He forgot the magpie. He forgot his home. For the rest of that day he was as happy as he'd ever been. He explored the new gardens one by one, moving farther and farther away from the dulls and their house. There were gardens overgrown with weeds and elder, in which the sun barely struck through to the earth and the dusty, powerfully smelling roots. There were gardens so neat they were just like front rooms. There were gardens full of rusty household objects. Tag had a look at all of them. They were all interesting. But by late afternoon he had found the garden of his dreams. It was wilder than his own, a narrow shady cleft between old brick walls, sagging wooden trellis, and overgrown buddleia bushes, into which reached long bright fingers of sun. It was full of ancient flowerpots and white metal garden furniture green with moss. At one side was a bent old damson tree, its sagging boughs held up by wooden supports; at the other a well-grown holly. Tag sat in the sun between them, cleaning his fur. A family of bullfinches piped from the branches of the damson. A bee hummed past! After it he went, whacking out with his front paws until he could clutch the stunned insect inside one of them. He put the bee carefully into his mouth and let it buzz about a bit in there. What a feeling! Then he swallowed it. "Not bad," he told himself. "Good bee." For a while he patrolled an old flower bed now overgrown with mint, in case he got another. After that, he went to sleep. When he woke up, he was hungry. It was late afternoon, and he had no idea where he was.

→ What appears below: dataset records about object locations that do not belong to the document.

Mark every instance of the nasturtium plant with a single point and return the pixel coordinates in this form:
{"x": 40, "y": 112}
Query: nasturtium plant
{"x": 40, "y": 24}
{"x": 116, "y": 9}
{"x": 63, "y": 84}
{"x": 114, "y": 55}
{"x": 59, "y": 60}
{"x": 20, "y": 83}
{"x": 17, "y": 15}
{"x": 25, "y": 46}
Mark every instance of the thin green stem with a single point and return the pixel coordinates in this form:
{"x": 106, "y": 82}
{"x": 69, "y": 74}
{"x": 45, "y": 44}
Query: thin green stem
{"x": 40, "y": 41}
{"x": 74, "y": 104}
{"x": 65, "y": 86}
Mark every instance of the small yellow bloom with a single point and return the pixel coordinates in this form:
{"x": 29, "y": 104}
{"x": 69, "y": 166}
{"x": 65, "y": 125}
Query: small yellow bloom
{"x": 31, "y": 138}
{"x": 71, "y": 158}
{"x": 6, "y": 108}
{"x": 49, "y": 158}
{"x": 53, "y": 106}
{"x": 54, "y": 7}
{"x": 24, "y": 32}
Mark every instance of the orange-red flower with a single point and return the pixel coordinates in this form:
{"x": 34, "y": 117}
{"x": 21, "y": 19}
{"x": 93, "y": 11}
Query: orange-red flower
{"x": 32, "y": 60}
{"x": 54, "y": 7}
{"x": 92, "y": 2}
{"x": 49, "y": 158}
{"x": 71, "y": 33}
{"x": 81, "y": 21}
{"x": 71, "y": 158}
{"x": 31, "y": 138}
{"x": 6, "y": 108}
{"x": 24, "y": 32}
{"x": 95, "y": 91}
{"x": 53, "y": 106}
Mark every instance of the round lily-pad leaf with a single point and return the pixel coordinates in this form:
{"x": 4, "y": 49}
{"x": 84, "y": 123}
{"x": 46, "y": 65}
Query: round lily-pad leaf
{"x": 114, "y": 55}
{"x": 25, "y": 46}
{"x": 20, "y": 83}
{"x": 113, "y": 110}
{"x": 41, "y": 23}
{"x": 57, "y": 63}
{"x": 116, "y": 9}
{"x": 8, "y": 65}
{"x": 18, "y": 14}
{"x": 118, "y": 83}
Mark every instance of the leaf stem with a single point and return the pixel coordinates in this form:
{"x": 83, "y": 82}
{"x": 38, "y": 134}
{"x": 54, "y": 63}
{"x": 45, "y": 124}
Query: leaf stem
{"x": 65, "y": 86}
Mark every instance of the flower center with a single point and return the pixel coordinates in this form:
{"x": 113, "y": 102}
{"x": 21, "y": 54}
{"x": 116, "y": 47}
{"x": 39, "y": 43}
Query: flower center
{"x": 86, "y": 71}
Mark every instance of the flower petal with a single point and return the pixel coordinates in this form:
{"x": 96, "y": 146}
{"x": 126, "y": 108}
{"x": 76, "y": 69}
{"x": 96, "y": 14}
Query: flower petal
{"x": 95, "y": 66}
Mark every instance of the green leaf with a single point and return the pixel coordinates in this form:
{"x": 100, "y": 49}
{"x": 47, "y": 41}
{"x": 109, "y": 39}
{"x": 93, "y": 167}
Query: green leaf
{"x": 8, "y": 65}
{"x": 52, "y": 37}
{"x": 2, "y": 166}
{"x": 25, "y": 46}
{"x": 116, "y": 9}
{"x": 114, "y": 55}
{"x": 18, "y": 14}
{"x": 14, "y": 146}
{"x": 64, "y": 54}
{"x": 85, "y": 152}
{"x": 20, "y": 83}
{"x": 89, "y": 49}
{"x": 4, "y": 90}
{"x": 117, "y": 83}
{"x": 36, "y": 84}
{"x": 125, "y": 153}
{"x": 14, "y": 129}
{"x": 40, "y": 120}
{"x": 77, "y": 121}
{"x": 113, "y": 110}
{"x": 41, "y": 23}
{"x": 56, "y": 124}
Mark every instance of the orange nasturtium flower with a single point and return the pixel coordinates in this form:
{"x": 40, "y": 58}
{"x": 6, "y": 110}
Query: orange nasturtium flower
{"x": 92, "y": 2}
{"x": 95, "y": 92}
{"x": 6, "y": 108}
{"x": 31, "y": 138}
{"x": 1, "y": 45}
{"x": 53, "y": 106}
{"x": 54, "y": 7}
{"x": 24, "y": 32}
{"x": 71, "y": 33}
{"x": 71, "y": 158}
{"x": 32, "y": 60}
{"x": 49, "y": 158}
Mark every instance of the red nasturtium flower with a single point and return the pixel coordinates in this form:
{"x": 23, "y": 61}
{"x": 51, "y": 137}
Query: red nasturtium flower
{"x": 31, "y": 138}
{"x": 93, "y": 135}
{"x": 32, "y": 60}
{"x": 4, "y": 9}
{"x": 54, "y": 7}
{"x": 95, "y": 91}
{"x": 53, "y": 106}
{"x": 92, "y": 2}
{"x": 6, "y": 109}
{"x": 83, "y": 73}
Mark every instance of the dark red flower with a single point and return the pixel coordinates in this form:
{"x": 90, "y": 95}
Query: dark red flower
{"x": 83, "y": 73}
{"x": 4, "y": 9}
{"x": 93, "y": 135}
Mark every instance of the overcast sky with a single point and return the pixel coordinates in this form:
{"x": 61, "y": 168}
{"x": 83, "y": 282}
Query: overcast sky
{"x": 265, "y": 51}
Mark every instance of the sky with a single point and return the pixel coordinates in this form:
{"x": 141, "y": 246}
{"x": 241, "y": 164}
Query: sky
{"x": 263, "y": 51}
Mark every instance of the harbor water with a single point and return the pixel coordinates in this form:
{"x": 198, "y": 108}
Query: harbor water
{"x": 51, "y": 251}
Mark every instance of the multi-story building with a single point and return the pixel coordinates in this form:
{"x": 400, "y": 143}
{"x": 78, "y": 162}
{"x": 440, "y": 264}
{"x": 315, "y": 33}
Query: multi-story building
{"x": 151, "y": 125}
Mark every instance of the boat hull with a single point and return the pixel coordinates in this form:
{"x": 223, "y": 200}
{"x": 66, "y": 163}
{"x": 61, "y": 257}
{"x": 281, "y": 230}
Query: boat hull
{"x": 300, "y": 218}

Two hours later, he was huddled--hungry, cold, and disoriented--on someone's back doorstep. Afternoon had given way to evening as he made his way from garden to garden, recognizing nothing. At first it had seemed like a great game. Then the fences had got higher and harder to jump, the tangled rose briars harder to push through, the smells of other cats more threatening. Human beings had shouted at him through a window--he had run off thoughtlessly and got turned back on himself, ending up in the garden he had started from. Now he was so tired he couldn't think. He knew it wasn't his own house. But he was grateful to sit on the doorstep anyway. He was grateful for the old damson tree, spreading its branches over the white garden furniture glowing in the dusk. These things were familiar, at least. He gave a little yowl now and then, in case someone came home and let him in.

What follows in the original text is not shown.